Officially the Republic of Mozambique is a country in Southeast Africa bordered by the Indian Ocean to the east, Tanzania to the north, Malawi and Zambia to the northwest, Zimbabwe to the west, and Swaziland and South Africa to the southwest.
It is separated from Madagascar by the Mozambique Channel to the east. The capital and largest city is Maputo (known as “Lourenço Marques” before independence).
Between the first and fifth centuries AD, Bantu-speaking peoples migrated to present-day Mozambique from farther north and west. Beginning in the 11th century, Arab, Persian, and Somali merchants began establishing commercial ports along the coast, contributing to the development of a distinct Swahili culture and language.
The voyage of Vasco da Gama in 1498 marked the arrival of the Portuguese, who began a gradual process of colonisation and settlement in 1505. After over four centuries of Portuguese rule, Mozambique gained independence in 1975, becoming the People’s Republic of Mozambique shortly thereafter.
After only two years of independence, the country descended into an intense and protracted civil war lasting from 1977 to 1992. In 1994, Mozambique held its first multiparty elections, and has since remained a relatively stable presidential republic, although it still faces a low-intensity insurgency.
Mozambique is endowed with rich and extensive natural resources. The country’s economy is based largely on agriculture, but industry is growing, mainly food and beverages, chemical manufacturing and aluminium and petroleum production.
The tourism sector is also expanding. South Africa is Mozambique’s main trading partner and source of foreign direct investment, while Belgium, Brazil, Portugal and Spain are also among the country’s most important economic partners.

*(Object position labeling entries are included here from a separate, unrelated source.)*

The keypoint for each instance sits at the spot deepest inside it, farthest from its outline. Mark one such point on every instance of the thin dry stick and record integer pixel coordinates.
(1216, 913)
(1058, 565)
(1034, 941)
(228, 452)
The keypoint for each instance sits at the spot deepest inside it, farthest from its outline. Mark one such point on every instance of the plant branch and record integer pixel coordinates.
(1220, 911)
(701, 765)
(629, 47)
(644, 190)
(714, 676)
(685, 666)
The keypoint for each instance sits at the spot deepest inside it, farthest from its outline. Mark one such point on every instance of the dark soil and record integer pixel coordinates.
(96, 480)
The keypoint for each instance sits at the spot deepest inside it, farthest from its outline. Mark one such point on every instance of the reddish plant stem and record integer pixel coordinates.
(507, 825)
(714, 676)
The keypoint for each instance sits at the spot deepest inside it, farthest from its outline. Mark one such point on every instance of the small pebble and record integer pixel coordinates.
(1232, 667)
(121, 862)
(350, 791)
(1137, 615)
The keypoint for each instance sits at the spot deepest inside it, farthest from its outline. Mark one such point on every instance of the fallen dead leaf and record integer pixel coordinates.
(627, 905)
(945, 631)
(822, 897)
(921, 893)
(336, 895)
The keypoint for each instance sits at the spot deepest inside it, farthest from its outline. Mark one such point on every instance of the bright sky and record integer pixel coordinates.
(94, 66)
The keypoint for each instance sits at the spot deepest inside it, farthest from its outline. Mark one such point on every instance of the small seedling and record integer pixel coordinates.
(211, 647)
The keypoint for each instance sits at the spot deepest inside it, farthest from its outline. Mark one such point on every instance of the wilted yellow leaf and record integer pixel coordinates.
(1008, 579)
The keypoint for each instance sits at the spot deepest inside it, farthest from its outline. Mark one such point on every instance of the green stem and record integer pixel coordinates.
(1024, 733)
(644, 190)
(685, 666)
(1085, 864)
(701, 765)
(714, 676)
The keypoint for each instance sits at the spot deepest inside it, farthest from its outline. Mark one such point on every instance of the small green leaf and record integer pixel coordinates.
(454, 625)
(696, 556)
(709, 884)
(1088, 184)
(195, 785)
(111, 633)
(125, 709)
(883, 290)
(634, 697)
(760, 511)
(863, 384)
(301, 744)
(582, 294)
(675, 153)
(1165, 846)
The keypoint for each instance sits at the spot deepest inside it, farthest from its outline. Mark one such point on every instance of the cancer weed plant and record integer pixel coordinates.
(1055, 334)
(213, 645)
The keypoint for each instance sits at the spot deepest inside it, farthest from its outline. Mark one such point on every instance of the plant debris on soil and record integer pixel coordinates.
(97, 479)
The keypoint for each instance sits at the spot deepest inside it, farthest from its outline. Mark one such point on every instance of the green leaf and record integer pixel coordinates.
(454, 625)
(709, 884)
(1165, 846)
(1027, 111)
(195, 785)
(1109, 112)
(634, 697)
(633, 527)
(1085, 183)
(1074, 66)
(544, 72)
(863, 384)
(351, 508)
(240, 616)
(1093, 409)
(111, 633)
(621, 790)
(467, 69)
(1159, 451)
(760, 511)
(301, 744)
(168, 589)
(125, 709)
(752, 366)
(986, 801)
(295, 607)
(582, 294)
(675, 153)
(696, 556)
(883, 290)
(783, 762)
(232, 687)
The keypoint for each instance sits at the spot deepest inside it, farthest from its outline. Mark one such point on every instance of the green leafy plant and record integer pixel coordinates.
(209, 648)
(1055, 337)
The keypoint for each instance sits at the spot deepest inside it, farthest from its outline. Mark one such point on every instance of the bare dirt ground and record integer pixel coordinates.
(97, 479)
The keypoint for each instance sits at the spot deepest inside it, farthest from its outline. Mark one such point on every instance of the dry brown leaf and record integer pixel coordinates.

Since 2001, Mozambique’s annual average GDP growth has been among the World’s highest. However, the country is still one of the poorest and most underdeveloped countries in the world, ranking low in GDP per capita, human development, measures of inequality and average life expectancy.
The only official language of Mozambique is Portuguese, which is spoken mostly as a second language by about half the population. Common native languages include Makhuwa, Sena, and Swahili. The country’s population of around 29 million is composed overwhelmingly of Bantu people.
The largest religion in Mozambique is Christianity, with significant minorities following Islam and African traditional religions. Mozambique is a member of the United Nations, the African Union, the Commonwealth of Nations, the Organisation of the Islamic Cooperation, the Community of Portuguese Language Countries, the Non-Aligned Movement and the Southern African Development Community, and is an observer at La Francophonie.
The country was named Moçambique by the Portuguese after the Island of Mozambique, derived from Mussa Bin Bique or Musa Al Big or Mossa Al Bique or Mussa Ben Mbiki or Mussa Ibn Malik, an Arab trader who first visited the island and later lived there.
The island-town was the capital of the Portuguese colony until 1898, when it was moved south to Lourenço Marques (now Maputo).